Ending the sales–marketing stalemate: why tech alone is not the answer

Sales and marketing alignment remains mission critical.

I recently had a fascinating discussion with the product manager of a promising account-based marketing (ABM) startup that intends to take targeted B2B marketing to the next level. Their approach? A contact-level model that promises more precision, more accountability, and far less wasted spend than conventional ABM campaigns.

The product manager—a bright, young, and refreshingly candid voice in the martech world—shared an observation, gained from many formal and informal discussions with senior executives across the world, that was not surprising and yet still shocking. Despite decades of so-called “lessons learned,” and the explosion of sophisticated sales and marketing technologies, the fundamental rift between sales and marketing teams remains stubbornly in place at all too many big and small companies.

The arguments are eerily familiar to anyone who’s been in B2B long enough:

  • Marketing complains that sales doesn’t convert the leads they’ve worked so hard to generate.
  • Sales counters that marketing doesn’t deliver enough high-quality leads worth pursuing.

These debates were raging decades ago. They’re still raging today.

The truth—then and now—is that neither side is entirely right or wrong. The real issue is that too many organisations treat sales and marketing as separate, even competing, functions rather than two halves of the same revenue engine.

As my new friend in martech product management highlighted, no ABM platform, no AI-powered targeting tool, no shiny piece of martech will magically bridge this divide. Technology can enable better alignment, but it can’t create it.

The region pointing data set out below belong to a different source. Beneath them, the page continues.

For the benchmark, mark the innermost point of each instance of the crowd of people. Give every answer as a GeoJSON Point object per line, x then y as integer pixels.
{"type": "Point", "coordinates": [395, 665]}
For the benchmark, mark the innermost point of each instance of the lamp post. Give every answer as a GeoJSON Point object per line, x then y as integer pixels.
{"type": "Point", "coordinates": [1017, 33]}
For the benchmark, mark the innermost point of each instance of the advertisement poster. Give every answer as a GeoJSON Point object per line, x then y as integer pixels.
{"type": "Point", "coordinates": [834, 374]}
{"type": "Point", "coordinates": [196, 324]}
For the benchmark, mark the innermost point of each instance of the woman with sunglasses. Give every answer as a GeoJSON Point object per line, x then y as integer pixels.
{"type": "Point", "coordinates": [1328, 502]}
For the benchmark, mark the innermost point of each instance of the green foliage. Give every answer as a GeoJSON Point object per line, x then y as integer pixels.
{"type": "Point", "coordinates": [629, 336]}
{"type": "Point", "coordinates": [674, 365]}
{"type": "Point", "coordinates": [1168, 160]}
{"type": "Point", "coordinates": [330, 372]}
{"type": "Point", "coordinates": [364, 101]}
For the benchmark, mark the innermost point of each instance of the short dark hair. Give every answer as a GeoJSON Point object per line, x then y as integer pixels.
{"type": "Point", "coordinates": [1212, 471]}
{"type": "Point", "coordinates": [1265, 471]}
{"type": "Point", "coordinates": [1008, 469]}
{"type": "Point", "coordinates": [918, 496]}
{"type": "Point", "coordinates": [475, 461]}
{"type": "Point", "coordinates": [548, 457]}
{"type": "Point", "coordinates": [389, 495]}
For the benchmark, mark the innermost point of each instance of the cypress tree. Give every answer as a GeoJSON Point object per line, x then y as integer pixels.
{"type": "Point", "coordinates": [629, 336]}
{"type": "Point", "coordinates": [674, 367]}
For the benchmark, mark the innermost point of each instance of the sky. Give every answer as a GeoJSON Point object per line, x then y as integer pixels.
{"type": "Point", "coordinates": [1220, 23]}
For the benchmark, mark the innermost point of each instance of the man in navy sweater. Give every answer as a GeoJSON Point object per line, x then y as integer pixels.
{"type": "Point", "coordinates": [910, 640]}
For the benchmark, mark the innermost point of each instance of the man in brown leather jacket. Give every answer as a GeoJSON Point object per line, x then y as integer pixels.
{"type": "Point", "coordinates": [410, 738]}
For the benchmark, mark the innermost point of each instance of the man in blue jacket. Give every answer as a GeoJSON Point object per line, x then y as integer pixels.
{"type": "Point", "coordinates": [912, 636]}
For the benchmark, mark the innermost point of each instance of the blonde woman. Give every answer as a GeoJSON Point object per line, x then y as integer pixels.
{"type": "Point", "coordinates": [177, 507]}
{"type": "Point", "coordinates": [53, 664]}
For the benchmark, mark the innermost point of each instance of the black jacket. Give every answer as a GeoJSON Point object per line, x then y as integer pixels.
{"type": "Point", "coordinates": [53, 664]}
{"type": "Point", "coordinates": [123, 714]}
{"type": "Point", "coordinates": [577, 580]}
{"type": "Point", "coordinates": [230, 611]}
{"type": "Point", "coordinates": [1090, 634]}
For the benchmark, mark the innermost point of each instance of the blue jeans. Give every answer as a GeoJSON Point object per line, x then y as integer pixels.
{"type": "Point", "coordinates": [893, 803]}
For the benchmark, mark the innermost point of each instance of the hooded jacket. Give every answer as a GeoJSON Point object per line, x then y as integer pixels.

What’s required is genuine, consistent collaboration—not just between department heads, but all the way down to the front lines. That means:

  • Talking regularly—not just at quarterly reviews, but in weekly syncs and shared planning sessions. Most do this, but few do it well.
  • Agreeing on common goals—clear revenue targets, shared definitions of a qualified lead, and mutual accountability for results. Common goals are, of course, common sense, but this remains a scarce commodity.
  • Embracing one unified scoreboard—so that both sales and marketing are working to the same numbers, in real time, without the selective reporting that fuels mistrust. Separate reporting and tracking processes and systems are almost guaranteed to generate friction.

Genuine collaboration is simple in concept, hard in practice, and absolutely essential. The most advanced ABM platform in the world—contact-level or otherwise—will fail in an environment where sales and marketing remain siloed. But when the two teams align on purpose, process, and performance measurement, technology becomes a force multiplier rather than a false promise.

If you’re investing in ABM, don’t just evaluate the tool. Evaluate your organisation’s willingness to collaborate—because without that fundamental commitment, you’re just buying another piece of tech for the shelf.